Clustering Stable Instances of Euclidean k-means.

Aravindan Vijayaraghavan; Abhratanu Dutta; Alex Wang

2017 NIPS NeurIPS 2017

Clustering Stable Instances of Euclidean k-means.

Abstract

The Euclidean k-means problem is arguably the most widely-studied clustering problem in machine learning. While the k-means objective is NP-hard in the worst-case, practitioners have enjoyed remarkable success in applying heuristics like Lloyd's algorithm for this problem. To address this disconnect, we study the following question: what properties of real-world instances will enable us to design efficient algorithms and prove guarantees for finding the optimal clustering? We consider a natural notion called additive perturbation stability that we believe captures many practical instances of Euclidean k-means clustering. Stable instances have unique optimal k-means solutions that does not change even when each point is perturbed a little (in Euclidean distance). This captures the property that k-means optimal solution should be tolerant to measurement errors and uncertainty in the points.

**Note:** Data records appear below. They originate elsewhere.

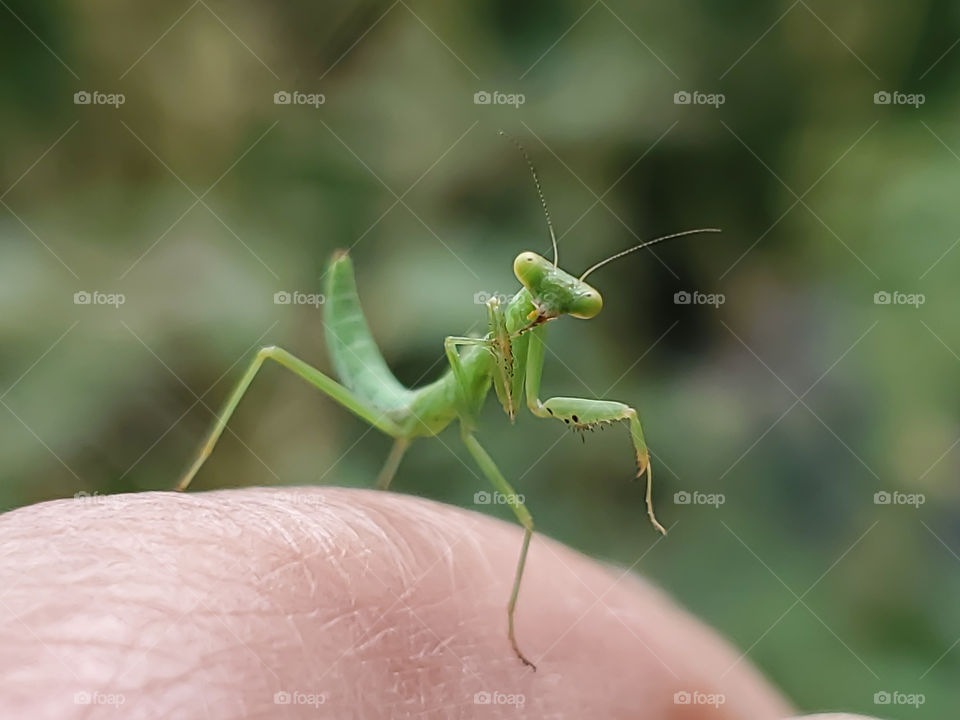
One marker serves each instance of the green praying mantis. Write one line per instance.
(509, 357)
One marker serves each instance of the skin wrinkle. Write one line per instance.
(206, 605)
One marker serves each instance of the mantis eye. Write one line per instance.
(529, 268)
(586, 305)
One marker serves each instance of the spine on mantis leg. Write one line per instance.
(353, 352)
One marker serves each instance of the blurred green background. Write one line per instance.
(797, 399)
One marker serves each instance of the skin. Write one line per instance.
(206, 605)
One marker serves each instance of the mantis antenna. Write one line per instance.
(648, 243)
(536, 181)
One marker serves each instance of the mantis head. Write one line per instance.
(554, 291)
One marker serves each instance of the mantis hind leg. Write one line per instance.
(357, 405)
(500, 484)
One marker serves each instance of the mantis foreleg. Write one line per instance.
(583, 414)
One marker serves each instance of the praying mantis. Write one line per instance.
(509, 357)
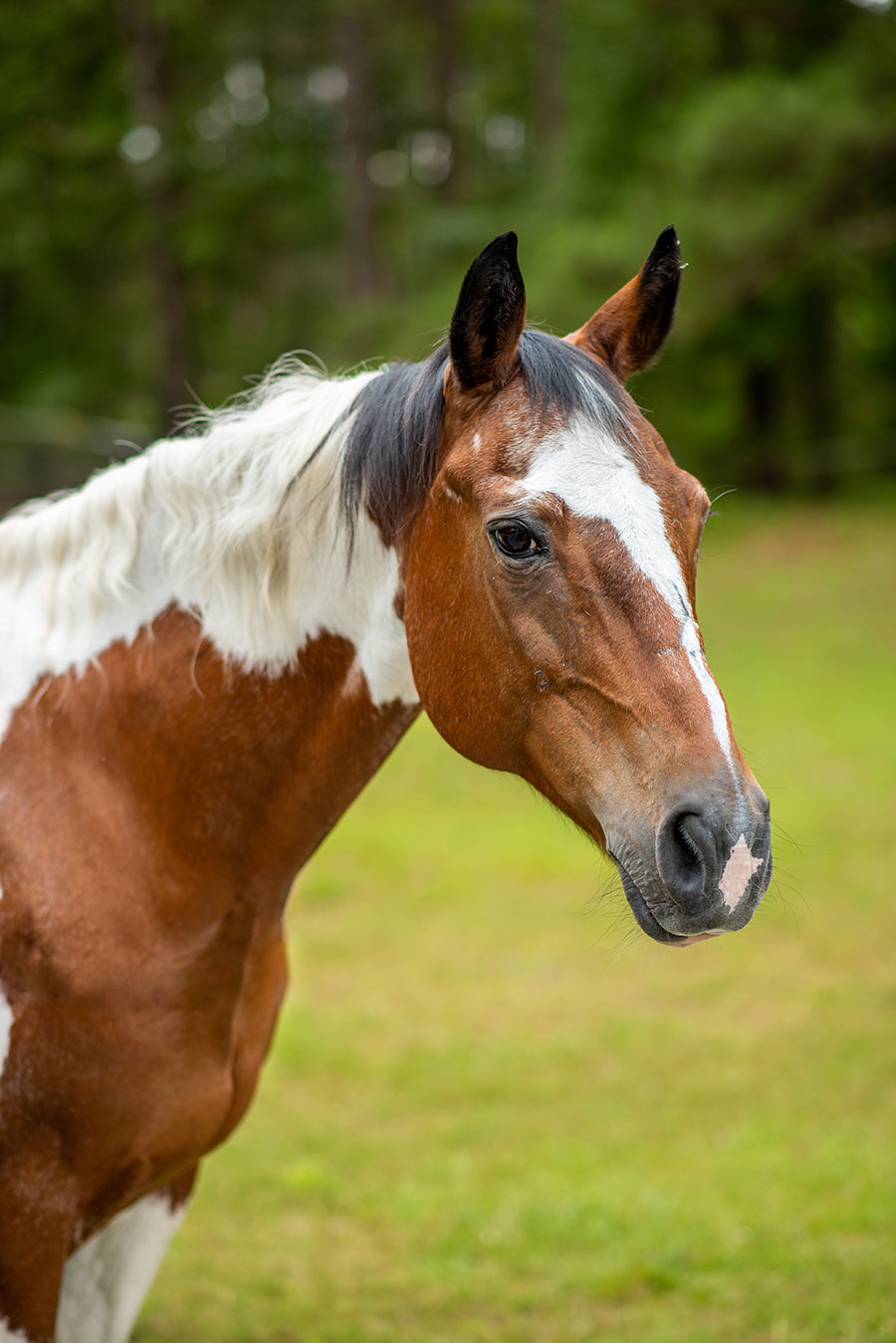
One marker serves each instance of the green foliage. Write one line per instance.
(326, 173)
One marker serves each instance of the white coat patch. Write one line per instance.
(595, 477)
(107, 1278)
(739, 869)
(235, 524)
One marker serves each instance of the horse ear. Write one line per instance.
(488, 319)
(629, 330)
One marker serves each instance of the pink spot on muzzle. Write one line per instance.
(739, 869)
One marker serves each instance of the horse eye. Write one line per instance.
(515, 540)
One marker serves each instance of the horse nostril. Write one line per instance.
(685, 854)
(689, 854)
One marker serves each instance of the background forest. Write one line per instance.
(189, 189)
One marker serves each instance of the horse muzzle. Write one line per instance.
(703, 872)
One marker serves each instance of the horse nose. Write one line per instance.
(689, 847)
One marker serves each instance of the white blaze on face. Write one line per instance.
(739, 869)
(595, 477)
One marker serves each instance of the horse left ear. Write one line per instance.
(629, 330)
(489, 318)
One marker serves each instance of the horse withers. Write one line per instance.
(210, 649)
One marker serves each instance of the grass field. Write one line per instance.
(496, 1112)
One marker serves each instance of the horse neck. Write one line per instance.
(237, 664)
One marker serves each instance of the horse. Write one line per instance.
(212, 646)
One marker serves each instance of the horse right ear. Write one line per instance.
(488, 319)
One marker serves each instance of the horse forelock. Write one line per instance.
(395, 438)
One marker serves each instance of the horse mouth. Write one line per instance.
(649, 923)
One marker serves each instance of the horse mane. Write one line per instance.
(219, 504)
(391, 453)
(237, 501)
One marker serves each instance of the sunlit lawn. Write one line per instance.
(495, 1113)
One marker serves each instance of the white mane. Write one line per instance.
(239, 523)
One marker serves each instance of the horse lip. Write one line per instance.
(648, 922)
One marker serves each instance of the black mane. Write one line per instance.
(391, 453)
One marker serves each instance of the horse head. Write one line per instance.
(550, 597)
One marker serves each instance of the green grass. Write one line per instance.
(492, 1113)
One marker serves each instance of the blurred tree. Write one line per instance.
(200, 187)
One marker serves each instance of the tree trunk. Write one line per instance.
(817, 384)
(357, 189)
(762, 426)
(145, 41)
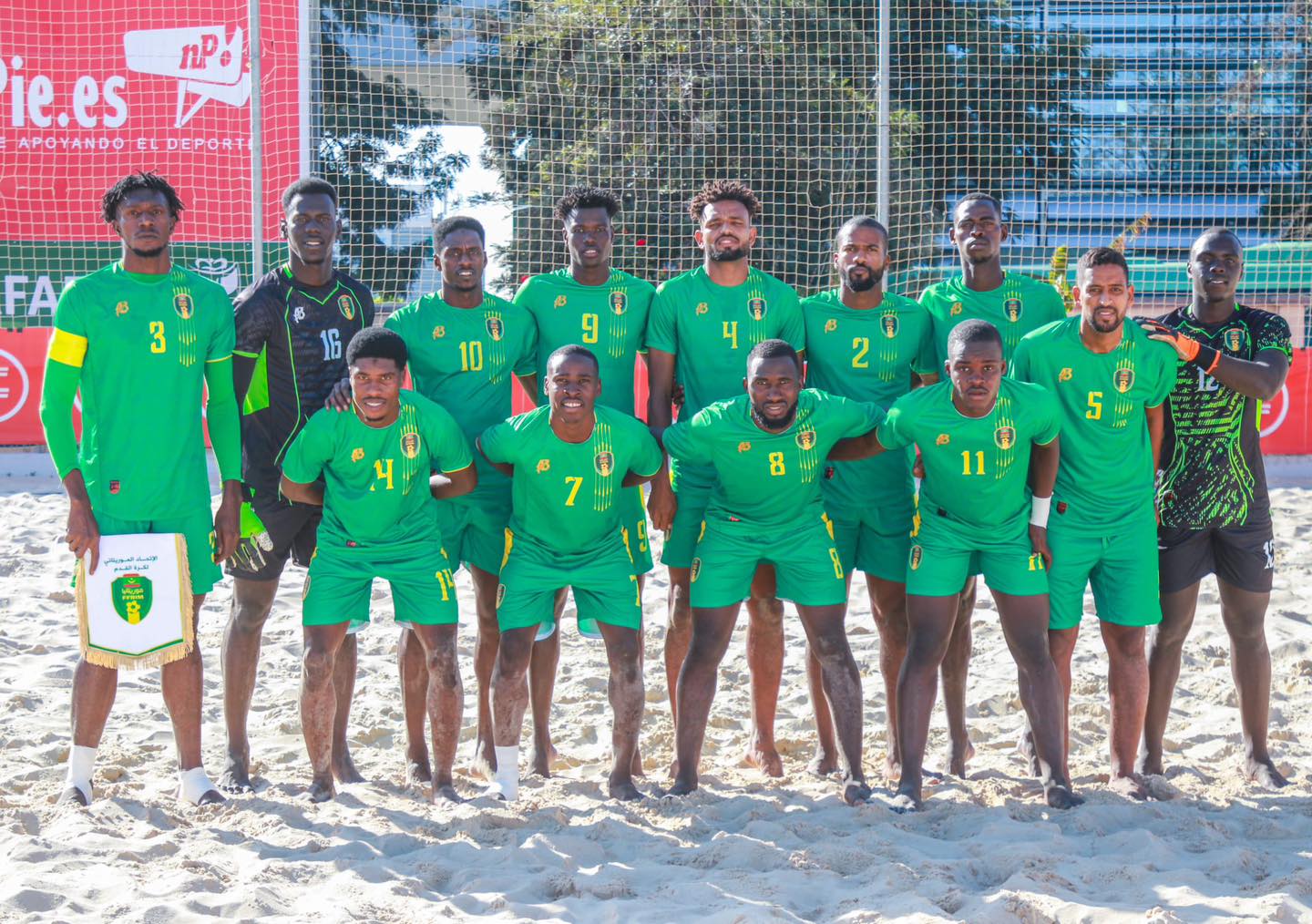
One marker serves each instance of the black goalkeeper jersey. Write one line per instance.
(1213, 473)
(298, 336)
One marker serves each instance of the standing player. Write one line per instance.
(866, 344)
(292, 328)
(140, 339)
(465, 345)
(572, 462)
(766, 449)
(381, 464)
(703, 324)
(1211, 499)
(1109, 382)
(981, 438)
(605, 309)
(1014, 304)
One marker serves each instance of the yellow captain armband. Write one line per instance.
(67, 348)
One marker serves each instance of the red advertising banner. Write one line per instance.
(93, 91)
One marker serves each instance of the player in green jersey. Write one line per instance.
(702, 325)
(1110, 382)
(381, 464)
(766, 449)
(140, 340)
(1211, 495)
(593, 303)
(571, 464)
(1014, 304)
(983, 440)
(465, 348)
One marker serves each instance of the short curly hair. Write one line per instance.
(587, 197)
(723, 190)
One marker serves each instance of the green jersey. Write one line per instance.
(977, 468)
(1106, 474)
(867, 356)
(567, 495)
(1016, 307)
(466, 361)
(375, 478)
(609, 319)
(768, 479)
(142, 343)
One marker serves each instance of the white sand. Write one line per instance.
(743, 848)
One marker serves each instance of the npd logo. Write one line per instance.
(201, 58)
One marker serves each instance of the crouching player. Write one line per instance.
(382, 467)
(569, 464)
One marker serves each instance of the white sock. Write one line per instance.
(82, 764)
(193, 784)
(507, 772)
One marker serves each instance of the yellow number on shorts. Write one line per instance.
(384, 473)
(471, 356)
(1094, 411)
(862, 346)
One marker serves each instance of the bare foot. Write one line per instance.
(1130, 785)
(958, 755)
(72, 796)
(1061, 797)
(322, 790)
(446, 793)
(855, 792)
(823, 764)
(344, 769)
(235, 777)
(1264, 774)
(765, 759)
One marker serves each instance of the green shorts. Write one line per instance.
(1121, 565)
(807, 567)
(605, 587)
(939, 562)
(474, 529)
(196, 528)
(861, 548)
(342, 579)
(634, 516)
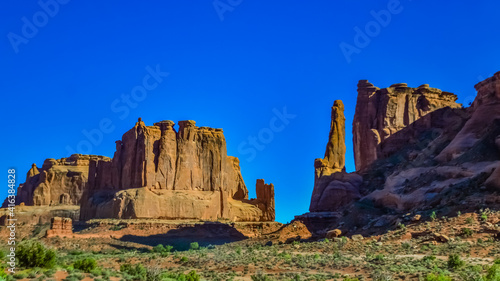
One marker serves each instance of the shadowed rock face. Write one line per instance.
(334, 160)
(380, 113)
(157, 172)
(57, 182)
(428, 154)
(333, 187)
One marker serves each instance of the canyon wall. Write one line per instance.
(157, 172)
(57, 182)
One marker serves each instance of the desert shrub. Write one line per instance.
(433, 215)
(194, 246)
(440, 277)
(117, 227)
(75, 252)
(162, 250)
(137, 272)
(467, 232)
(469, 220)
(259, 276)
(96, 272)
(191, 276)
(20, 275)
(74, 277)
(85, 265)
(31, 253)
(454, 261)
(493, 273)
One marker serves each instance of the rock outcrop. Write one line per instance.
(333, 187)
(62, 227)
(416, 152)
(157, 172)
(334, 160)
(380, 113)
(57, 182)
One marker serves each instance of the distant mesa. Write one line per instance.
(413, 148)
(57, 182)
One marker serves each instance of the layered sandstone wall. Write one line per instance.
(57, 182)
(430, 153)
(62, 227)
(381, 113)
(157, 172)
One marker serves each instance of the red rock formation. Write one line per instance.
(58, 182)
(333, 187)
(334, 160)
(62, 227)
(380, 113)
(484, 109)
(157, 172)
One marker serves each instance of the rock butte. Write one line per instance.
(157, 172)
(380, 113)
(413, 148)
(57, 182)
(62, 227)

We design efficient algorithms that provably recover the optimal clustering for instances that are additive perturbation stable. When the instance has some additional separation, we can design a simple, efficient algorithm with provable guarantees that is also robust to outliers. We also complement these results by studying the amount of stability in real datasets, and demonstrating that our algorithm performs well on these benchmark datasets.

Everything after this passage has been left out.